L’objectif principal, la traque du démon Flingue, reste au cœur du récit, et même si le film ne nous amène pas encore à une véritable résolution, il ouvre de nouvelles pistes et prépare clairement le terrain pour la suite. Ce n’est donc pas un simple filler, mais plutôt un morceau essentiel du puzzle, un chapitre qui scelle de nouveaux éléments tout en dévoilant des réponses attendues.

Ce que j’ai particulièrement apprécié, c’est la redécouverte des personnages secondaires : certains qu’on avait un peu oubliés reprennent ici de la place, et on découvre de nouvelles facettes de leurs personnalités. On apprend aussi davantage sur leurs pouvoirs, leurs limites et leurs motivations, ce qui rend le tout encore plus immersif. Ce film nous donne réellement l’impression d’élargir l’univers de Chainsaw Man, tout en gardant cette cohérence sombre et intense propre à la série.

Au final, même si ce n’est pas une saison complète, Reze Arc nous offre une densité narrative impressionnante, presque équivalente à une suite, tout en laissant ce sentiment agréable d’avoir appris et découvert énormément sur cet univers brutal et fascinant.

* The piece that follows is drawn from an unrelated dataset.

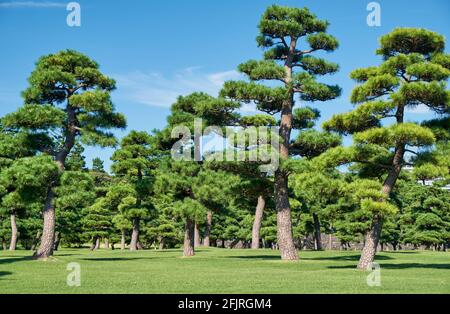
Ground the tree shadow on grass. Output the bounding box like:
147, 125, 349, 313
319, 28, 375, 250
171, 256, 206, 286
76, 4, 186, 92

L’amour, la lame et la mélancolie
Ce qui m’a le plus touché dans Chainsaw Man: L’Arc de Reze, c’est sa capacité à mêler la violence et la douceur sans jamais tomber dans la caricature. J’ai aimé la façon dont le film ralentit le rythme pour nous laisser respirer entre deux tempêtes, comme s’il voulait nous rappeler que même dans un monde de démons, il reste encore un peu de place pour la tendresse.

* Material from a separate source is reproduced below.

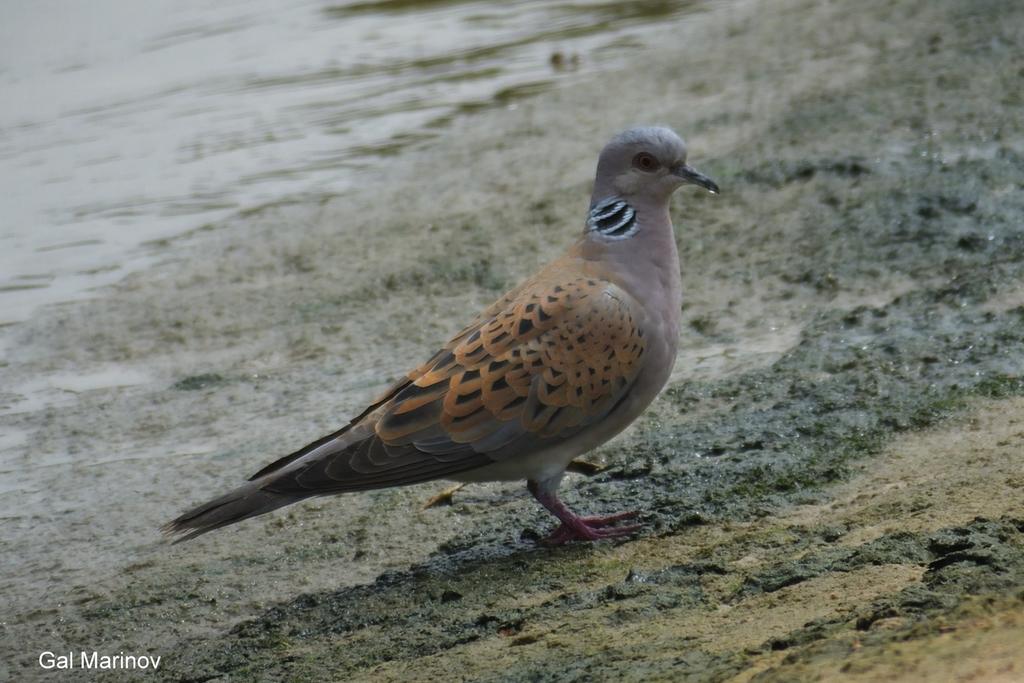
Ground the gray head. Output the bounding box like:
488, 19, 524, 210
590, 126, 718, 208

Reze m’a sincèrement surpris : je m’attendais à une antagoniste de plus, et j’ai découvert un personnage profondément humain, presque fragile, coincé entre son devoir et ses sentiments. MAPPA a réussi à transformer ce lien en un véritable drame émotionnel, où chaque regard, chaque silence, raconte plus que mille mots.

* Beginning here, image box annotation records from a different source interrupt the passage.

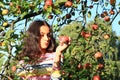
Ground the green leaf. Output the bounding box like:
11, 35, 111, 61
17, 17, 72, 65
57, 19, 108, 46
53, 8, 62, 14
21, 12, 27, 19
87, 11, 91, 18
0, 2, 4, 8
5, 30, 14, 39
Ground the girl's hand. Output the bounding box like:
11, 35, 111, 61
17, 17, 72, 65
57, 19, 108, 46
56, 36, 71, 55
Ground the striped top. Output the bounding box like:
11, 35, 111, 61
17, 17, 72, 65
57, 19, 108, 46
17, 52, 63, 80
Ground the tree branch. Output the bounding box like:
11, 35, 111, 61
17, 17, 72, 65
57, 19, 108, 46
110, 11, 120, 25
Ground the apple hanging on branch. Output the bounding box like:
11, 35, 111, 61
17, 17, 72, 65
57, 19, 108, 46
93, 75, 101, 80
2, 9, 9, 15
59, 36, 71, 44
65, 1, 73, 7
92, 24, 98, 30
94, 52, 103, 59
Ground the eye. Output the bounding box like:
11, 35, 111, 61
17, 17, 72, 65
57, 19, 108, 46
47, 33, 51, 37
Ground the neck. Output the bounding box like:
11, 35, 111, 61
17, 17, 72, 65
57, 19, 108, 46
41, 49, 47, 54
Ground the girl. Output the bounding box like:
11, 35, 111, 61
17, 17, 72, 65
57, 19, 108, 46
17, 20, 68, 80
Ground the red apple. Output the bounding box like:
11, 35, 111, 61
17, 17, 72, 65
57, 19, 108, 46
84, 33, 91, 38
2, 9, 9, 15
3, 22, 9, 27
16, 5, 21, 9
11, 66, 16, 72
109, 9, 115, 15
98, 63, 104, 69
94, 52, 103, 59
93, 75, 101, 80
66, 14, 71, 19
80, 31, 85, 36
48, 15, 53, 19
59, 36, 70, 44
84, 63, 92, 69
104, 16, 110, 22
65, 1, 72, 7
9, 2, 13, 6
45, 0, 53, 6
103, 34, 110, 39
77, 64, 83, 70
92, 24, 98, 30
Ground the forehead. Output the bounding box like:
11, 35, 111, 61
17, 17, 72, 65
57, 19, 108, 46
40, 25, 50, 33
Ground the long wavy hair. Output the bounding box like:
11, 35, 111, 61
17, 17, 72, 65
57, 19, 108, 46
19, 20, 56, 60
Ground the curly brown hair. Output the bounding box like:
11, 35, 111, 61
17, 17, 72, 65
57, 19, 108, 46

S’il y a bien un point que je retiens, c’est à quel point le film m’a fait ressentir, pas seulement regarder. Les combats sont sublimes, la musique transporte, mais ce sont les moments calmes qui m’ont le plus marqué. Ces quelques secondes où tout semble suspendu, où Denji baisse la garde et où Reze lui sourit, sont peut-être les plus puissantes de toute la saga. On sait que tout va exploser, mais on espère quand même que, pour une fois, la tronçonneuse n’aura pas besoin de rugir.

Chainsaw Man: Reze Arc n’est pas seulement un prolongement de la série, c’est une preuve de maturité. MAPPA livre ici un film viscéral, à la fois brutal et poétique, qui fait battre le cœur aussi fort que les tronçonneuses qu’il met en scène. Entre l’animation d’une précision folle, la mise en scène nerveuse et les émotions à fleur de peau, cette adaptation réussit à donner une nouvelle dimension à l’univers de Fujimoto.

Verdict final : un film aussi beau qu’implacable, où la tendresse et la douleur dansent sur la même lame.

Merci à MAPPA pour la projection en avant-première.